Et haec, olim, meminisse iuvabit![1]И это когда-нибудь будет приятно вспомнить! ( Лат .)
– А как тебе будет хорошо в деревне! – твердили они. – После, как бы сказать, такого индустриального района. Школа там прямо в поле, и еще коровы, трава и здоровый воздух.

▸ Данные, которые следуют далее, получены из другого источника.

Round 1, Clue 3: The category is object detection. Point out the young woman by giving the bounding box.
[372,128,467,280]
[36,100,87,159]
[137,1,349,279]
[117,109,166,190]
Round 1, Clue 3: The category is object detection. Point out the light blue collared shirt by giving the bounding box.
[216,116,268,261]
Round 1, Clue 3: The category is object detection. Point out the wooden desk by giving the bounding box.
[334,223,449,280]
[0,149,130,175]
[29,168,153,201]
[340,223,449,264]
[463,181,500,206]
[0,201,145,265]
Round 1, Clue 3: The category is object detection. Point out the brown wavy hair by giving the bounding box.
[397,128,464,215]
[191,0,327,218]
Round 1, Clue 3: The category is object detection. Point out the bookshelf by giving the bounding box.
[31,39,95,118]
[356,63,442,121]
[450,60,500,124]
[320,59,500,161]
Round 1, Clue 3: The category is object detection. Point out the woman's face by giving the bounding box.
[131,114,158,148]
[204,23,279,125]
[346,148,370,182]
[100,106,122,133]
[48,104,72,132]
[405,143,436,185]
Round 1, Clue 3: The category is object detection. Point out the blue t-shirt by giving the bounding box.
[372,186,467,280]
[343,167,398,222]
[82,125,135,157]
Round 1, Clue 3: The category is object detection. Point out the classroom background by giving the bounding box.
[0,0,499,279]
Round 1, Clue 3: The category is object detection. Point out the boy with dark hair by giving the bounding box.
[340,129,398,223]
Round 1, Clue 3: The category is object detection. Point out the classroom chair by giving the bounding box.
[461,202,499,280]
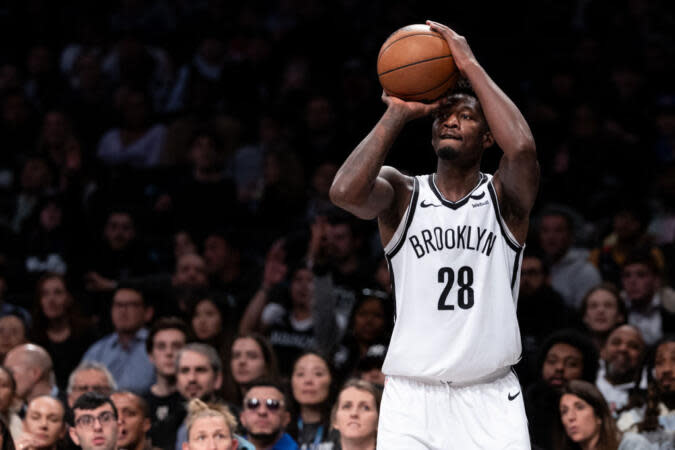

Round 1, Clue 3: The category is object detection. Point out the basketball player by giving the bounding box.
[330,21,539,449]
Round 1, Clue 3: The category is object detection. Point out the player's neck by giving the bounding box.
[433,166,481,202]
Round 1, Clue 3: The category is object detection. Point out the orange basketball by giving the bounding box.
[377,24,458,102]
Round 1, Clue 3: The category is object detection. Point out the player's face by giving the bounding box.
[583,289,623,333]
[177,350,222,400]
[519,257,546,296]
[654,342,675,393]
[559,394,601,446]
[601,326,644,378]
[542,343,584,388]
[333,387,378,442]
[431,95,490,163]
[184,416,237,450]
[111,393,149,449]
[150,329,186,377]
[231,338,266,385]
[23,396,66,448]
[291,354,331,406]
[621,263,658,303]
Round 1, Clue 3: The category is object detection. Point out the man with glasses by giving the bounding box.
[67,362,117,407]
[81,287,155,395]
[68,392,119,450]
[239,380,297,450]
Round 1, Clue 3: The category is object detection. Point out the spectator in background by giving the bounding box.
[66,362,116,408]
[516,250,578,385]
[617,336,675,446]
[68,392,118,450]
[202,230,260,319]
[0,314,28,362]
[182,398,240,450]
[288,353,334,448]
[620,252,675,345]
[537,207,602,309]
[525,329,599,450]
[591,203,665,286]
[97,86,166,169]
[80,287,155,395]
[0,365,21,442]
[580,283,627,351]
[145,317,188,450]
[596,325,647,413]
[555,380,652,450]
[30,273,96,390]
[330,379,381,450]
[84,208,155,298]
[189,295,235,367]
[110,391,151,450]
[225,334,279,406]
[239,380,298,450]
[174,343,227,450]
[16,395,66,450]
[3,344,57,407]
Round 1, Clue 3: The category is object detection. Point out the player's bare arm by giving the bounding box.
[428,20,539,244]
[330,93,438,243]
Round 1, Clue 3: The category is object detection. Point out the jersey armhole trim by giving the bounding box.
[384,177,419,258]
[487,181,522,252]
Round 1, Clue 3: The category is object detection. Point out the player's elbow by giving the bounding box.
[329,181,360,209]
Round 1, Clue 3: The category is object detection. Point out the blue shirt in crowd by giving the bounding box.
[81,328,155,395]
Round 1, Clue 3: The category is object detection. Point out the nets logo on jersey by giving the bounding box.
[408,225,497,259]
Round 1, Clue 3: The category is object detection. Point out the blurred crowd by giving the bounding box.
[0,0,673,449]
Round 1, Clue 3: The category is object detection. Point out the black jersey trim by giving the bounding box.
[386,177,419,259]
[511,247,522,290]
[428,172,488,210]
[487,182,522,252]
[385,255,397,323]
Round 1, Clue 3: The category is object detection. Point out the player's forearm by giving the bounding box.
[462,62,536,156]
[330,108,406,208]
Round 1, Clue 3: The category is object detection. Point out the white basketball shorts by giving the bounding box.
[377,371,530,449]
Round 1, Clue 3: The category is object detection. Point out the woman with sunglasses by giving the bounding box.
[555,380,652,450]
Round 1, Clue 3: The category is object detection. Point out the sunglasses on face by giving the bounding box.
[244,397,283,412]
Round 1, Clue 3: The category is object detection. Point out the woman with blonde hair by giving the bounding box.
[182,399,239,450]
[330,379,381,450]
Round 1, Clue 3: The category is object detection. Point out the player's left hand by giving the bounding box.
[426,20,478,74]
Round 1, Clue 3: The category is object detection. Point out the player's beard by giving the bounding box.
[437,146,459,161]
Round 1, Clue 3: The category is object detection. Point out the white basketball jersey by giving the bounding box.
[381,173,523,383]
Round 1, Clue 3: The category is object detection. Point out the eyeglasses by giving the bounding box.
[244,398,283,412]
[75,411,116,429]
[71,385,113,395]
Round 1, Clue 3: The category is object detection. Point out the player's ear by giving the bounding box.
[481,130,494,149]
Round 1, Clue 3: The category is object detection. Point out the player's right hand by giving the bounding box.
[381,90,441,122]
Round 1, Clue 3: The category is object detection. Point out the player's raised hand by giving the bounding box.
[381,90,441,122]
[426,20,477,74]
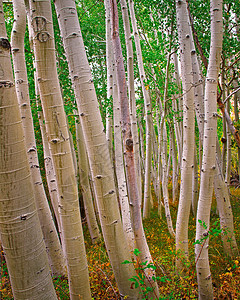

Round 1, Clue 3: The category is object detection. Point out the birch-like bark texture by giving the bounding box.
[120,0,142,200]
[105,0,135,252]
[110,0,159,297]
[0,3,57,298]
[175,0,195,271]
[128,0,153,219]
[54,1,140,298]
[11,0,65,277]
[38,107,62,235]
[76,120,101,244]
[29,1,91,298]
[195,1,223,299]
[159,53,175,238]
[214,141,238,257]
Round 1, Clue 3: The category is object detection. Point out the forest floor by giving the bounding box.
[1,186,239,299]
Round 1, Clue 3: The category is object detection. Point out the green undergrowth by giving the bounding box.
[1,186,239,299]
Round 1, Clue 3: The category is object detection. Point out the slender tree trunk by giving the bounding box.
[11,0,65,277]
[76,120,101,244]
[233,79,240,177]
[54,1,141,298]
[38,107,62,236]
[192,144,198,217]
[159,53,175,237]
[225,96,231,185]
[214,141,239,256]
[110,0,159,297]
[175,0,195,271]
[29,1,91,298]
[195,1,223,299]
[128,0,153,219]
[0,3,57,298]
[105,0,135,252]
[120,0,142,201]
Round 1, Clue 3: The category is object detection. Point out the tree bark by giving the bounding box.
[54,0,141,298]
[0,3,57,298]
[195,1,223,299]
[128,0,153,219]
[175,0,195,271]
[110,0,159,297]
[11,0,65,277]
[29,0,91,298]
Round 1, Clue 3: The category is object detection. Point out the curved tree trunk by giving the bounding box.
[29,0,91,298]
[76,120,101,244]
[120,0,142,201]
[109,0,159,297]
[175,0,195,271]
[11,0,65,277]
[195,1,223,299]
[0,3,57,298]
[54,1,141,298]
[128,0,153,219]
[105,0,135,252]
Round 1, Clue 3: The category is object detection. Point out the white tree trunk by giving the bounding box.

Они хотели от меня отделаться. Отправить в интернат, чтобы и дальше делать вид, будто меня не существует. Они никогда не смотрели прямо на меня. Либо глядели мимо, либо вроде как щурились. Я была не из тех родственников, с кем бы они стали водиться, будь у них выбор. Он , может, и смотрел иногда – не знаю. Я не могла взглянуть прямо на него. Делала это украдкой, вбирая его: бороду, цвет волос. Походил ли он на меня? Не берусь сказать.
Старших сестер у него было три штуки. Я видела фотографию, где они намного моложе, но лица точь-в-точь такие же, а одеты все подружками невесты, и моя тетушка Тэг рядом с ними выглядела смуглой как ягода. Моя мать тоже была на снимке в ужасном розовом свадебном платье – розовом потому, что это было в декабре, а в июне уже родились мы, и она хоть немного стыдилась – но его там не было. Его она оторвала. Его она вырвала, вырезала или выжгла со всех свадебных фотографий, после того как он сбежал. Я никогда не видела его снимков, ни единого. В книжке Люси Монтгомери «Джейн с маяка» девочка, у которой родители развелись, сама того не ведая, узнает отца по фото в газете. Прочитав эту книгу, мы пересмотрели немало фотографий, но ни одна на нас не подействовала. Честно говоря, мы нечасто о нем задумывались.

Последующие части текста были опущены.